Cellular aspects of the pathogenesis of Mycosphaerella graminicola in a susceptible and resistant wheat cultivar were studied by light microscopy and scanning and transmission electron microscopy. Experiments were designed as time-sequence studies in two replications with sampling dates at 12-, 24-, and 48-h postinoculation (hpi), and 4-, 8-, 10-, 12-, 14-, and 16-days postinoculation (dpi). A separate experiment was performed to quantify the mycelial biomass in cultivars Shafir and Kavkaz/K4500 1.6.a.4 at the aforementioned intervals using a double antibody sandwich enzyme-linked immunosorbent assay (ELISA) for M. graminicola. The germination frequency of M. graminicola conidia was high in both compatible and incompatible interactions, but the infection frequency was low. Infection was strictly stomatal, but appeared to be a random process since many germ tubes crossed stomata without penetrating them. Some germ tubes formed branched structures close to or on top of stomata. These structures were small compared with the size of stomata, were formed irregularly, and were not significantly correlated with successful penetrations of the host. Multiple penetrations of stomata occurred regularly. Hyphae of M. graminicola were already observed in the substomatal cavities at 12 hpi and, at 48 hpi, hyphae had reached the nearest mesophyll cells. In the compatible response, colonization was fairly limited until 8 dpi. Hyphae grew intercellularly and in close contact with the mesophyll cells. During the 10- to 12-dpi interval, extensive host cell death occurred, which induced further colonization and, eventually, pycnidium formation in substomatal cavities. Initial and further colonization had marked effects on the number and size of the chloroplasts in the compatible interaction. Nevertheless, leaves remained green until approximately 10 dpi.
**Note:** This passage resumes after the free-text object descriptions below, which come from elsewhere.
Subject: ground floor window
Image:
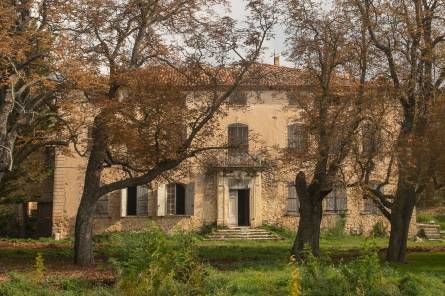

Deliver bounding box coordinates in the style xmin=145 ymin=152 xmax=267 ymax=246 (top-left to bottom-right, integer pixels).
xmin=324 ymin=185 xmax=347 ymax=213
xmin=363 ymin=181 xmax=383 ymax=214
xmin=121 ymin=185 xmax=149 ymax=217
xmin=95 ymin=195 xmax=109 ymax=216
xmin=162 ymin=183 xmax=194 ymax=216
xmin=167 ymin=183 xmax=186 ymax=215
xmin=287 ymin=182 xmax=300 ymax=215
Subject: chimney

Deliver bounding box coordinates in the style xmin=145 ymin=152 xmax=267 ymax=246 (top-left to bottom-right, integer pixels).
xmin=274 ymin=55 xmax=280 ymax=67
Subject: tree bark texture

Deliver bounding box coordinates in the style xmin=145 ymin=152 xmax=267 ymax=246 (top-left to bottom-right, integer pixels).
xmin=292 ymin=172 xmax=324 ymax=258
xmin=74 ymin=114 xmax=108 ymax=266
xmin=386 ymin=176 xmax=416 ymax=263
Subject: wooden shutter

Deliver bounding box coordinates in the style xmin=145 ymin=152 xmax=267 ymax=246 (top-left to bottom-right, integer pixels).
xmin=228 ymin=123 xmax=248 ymax=157
xmin=185 ymin=182 xmax=195 ymax=216
xmin=336 ymin=187 xmax=347 ymax=212
xmin=288 ymin=125 xmax=296 ymax=148
xmin=121 ymin=188 xmax=127 ymax=217
xmin=95 ymin=195 xmax=108 ymax=216
xmin=288 ymin=124 xmax=308 ymax=152
xmin=287 ymin=183 xmax=299 ymax=215
xmin=136 ymin=185 xmax=148 ymax=216
xmin=157 ymin=184 xmax=166 ymax=216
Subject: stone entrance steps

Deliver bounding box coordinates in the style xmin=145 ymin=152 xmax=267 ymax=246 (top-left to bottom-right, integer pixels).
xmin=417 ymin=223 xmax=442 ymax=240
xmin=206 ymin=227 xmax=282 ymax=241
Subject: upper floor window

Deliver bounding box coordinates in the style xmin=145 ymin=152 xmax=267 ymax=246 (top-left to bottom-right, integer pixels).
xmin=324 ymin=185 xmax=347 ymax=213
xmin=287 ymin=182 xmax=300 ymax=215
xmin=228 ymin=90 xmax=248 ymax=106
xmin=362 ymin=122 xmax=381 ymax=156
xmin=228 ymin=123 xmax=249 ymax=157
xmin=288 ymin=123 xmax=309 ymax=153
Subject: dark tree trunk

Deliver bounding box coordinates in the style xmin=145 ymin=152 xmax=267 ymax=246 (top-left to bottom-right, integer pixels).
xmin=74 ymin=114 xmax=108 ymax=267
xmin=292 ymin=172 xmax=324 ymax=258
xmin=74 ymin=197 xmax=97 ymax=266
xmin=386 ymin=177 xmax=416 ymax=263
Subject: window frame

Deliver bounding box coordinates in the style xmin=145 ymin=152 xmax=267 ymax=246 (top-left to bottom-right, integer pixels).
xmin=288 ymin=123 xmax=309 ymax=153
xmin=286 ymin=182 xmax=300 ymax=216
xmin=228 ymin=123 xmax=249 ymax=158
xmin=324 ymin=185 xmax=347 ymax=213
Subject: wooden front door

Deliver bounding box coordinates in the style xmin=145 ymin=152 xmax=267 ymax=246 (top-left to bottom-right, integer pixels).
xmin=228 ymin=189 xmax=238 ymax=226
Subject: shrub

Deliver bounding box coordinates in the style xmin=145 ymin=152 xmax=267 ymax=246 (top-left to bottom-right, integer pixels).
xmin=198 ymin=223 xmax=217 ymax=236
xmin=0 ymin=273 xmax=115 ymax=296
xmin=322 ymin=216 xmax=346 ymax=239
xmin=399 ymin=274 xmax=445 ymax=296
xmin=417 ymin=213 xmax=434 ymax=224
xmin=33 ymin=253 xmax=45 ymax=284
xmin=298 ymin=251 xmax=445 ymax=296
xmin=370 ymin=221 xmax=388 ymax=238
xmin=262 ymin=223 xmax=295 ymax=239
xmin=111 ymin=225 xmax=208 ymax=296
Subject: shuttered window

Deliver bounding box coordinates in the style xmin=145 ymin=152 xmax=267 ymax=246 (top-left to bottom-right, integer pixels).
xmin=362 ymin=122 xmax=381 ymax=155
xmin=228 ymin=90 xmax=248 ymax=106
xmin=325 ymin=185 xmax=347 ymax=213
xmin=95 ymin=195 xmax=109 ymax=216
xmin=228 ymin=123 xmax=249 ymax=157
xmin=123 ymin=185 xmax=149 ymax=216
xmin=86 ymin=126 xmax=93 ymax=155
xmin=288 ymin=123 xmax=309 ymax=152
xmin=136 ymin=185 xmax=149 ymax=216
xmin=166 ymin=183 xmax=194 ymax=216
xmin=287 ymin=182 xmax=300 ymax=215
xmin=363 ymin=182 xmax=382 ymax=213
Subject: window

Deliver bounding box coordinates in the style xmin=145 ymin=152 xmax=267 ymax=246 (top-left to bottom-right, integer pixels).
xmin=288 ymin=123 xmax=309 ymax=152
xmin=324 ymin=185 xmax=347 ymax=213
xmin=287 ymin=90 xmax=311 ymax=106
xmin=27 ymin=202 xmax=38 ymax=218
xmin=165 ymin=183 xmax=194 ymax=216
xmin=287 ymin=182 xmax=300 ymax=215
xmin=329 ymin=135 xmax=342 ymax=155
xmin=228 ymin=123 xmax=249 ymax=158
xmin=95 ymin=195 xmax=109 ymax=216
xmin=362 ymin=122 xmax=381 ymax=155
xmin=167 ymin=183 xmax=186 ymax=215
xmin=86 ymin=126 xmax=93 ymax=154
xmin=122 ymin=185 xmax=149 ymax=216
xmin=228 ymin=90 xmax=248 ymax=106
xmin=363 ymin=181 xmax=382 ymax=213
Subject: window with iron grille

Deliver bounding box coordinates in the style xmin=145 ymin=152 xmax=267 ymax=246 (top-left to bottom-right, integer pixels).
xmin=324 ymin=185 xmax=347 ymax=213
xmin=228 ymin=123 xmax=249 ymax=158
xmin=288 ymin=123 xmax=309 ymax=152
xmin=287 ymin=182 xmax=300 ymax=215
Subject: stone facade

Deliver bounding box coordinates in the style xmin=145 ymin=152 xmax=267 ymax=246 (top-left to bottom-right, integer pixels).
xmin=49 ymin=82 xmax=417 ymax=239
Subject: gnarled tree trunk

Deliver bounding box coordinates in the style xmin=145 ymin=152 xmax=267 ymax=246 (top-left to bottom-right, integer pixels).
xmin=74 ymin=115 xmax=108 ymax=267
xmin=386 ymin=177 xmax=416 ymax=263
xmin=292 ymin=172 xmax=324 ymax=258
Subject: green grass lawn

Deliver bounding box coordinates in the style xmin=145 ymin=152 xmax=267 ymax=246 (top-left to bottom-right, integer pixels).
xmin=196 ymin=236 xmax=445 ymax=295
xmin=1 ymin=234 xmax=444 ymax=295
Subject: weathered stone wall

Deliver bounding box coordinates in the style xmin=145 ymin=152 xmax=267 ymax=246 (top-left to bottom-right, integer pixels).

The resistance response was primarily characterized by very limited colonization, mostly in the vicinity of the substomatal cavity. Quantification of the mycelial mass with ELISA revealed similar mycelial quantities in cultivars Shafir and Kavkaz/K4500 1.6.a.4 until 8 dpi. After 8 days, the mycelial quantity developed exponentially in ‘Shafir,’ but did not significantly increase in ‘Kavkaz/K4500 1.6.a.4.’

Additional keywords: compatibility, incompatibility, intercellular growth, Septoria tritici, toxins.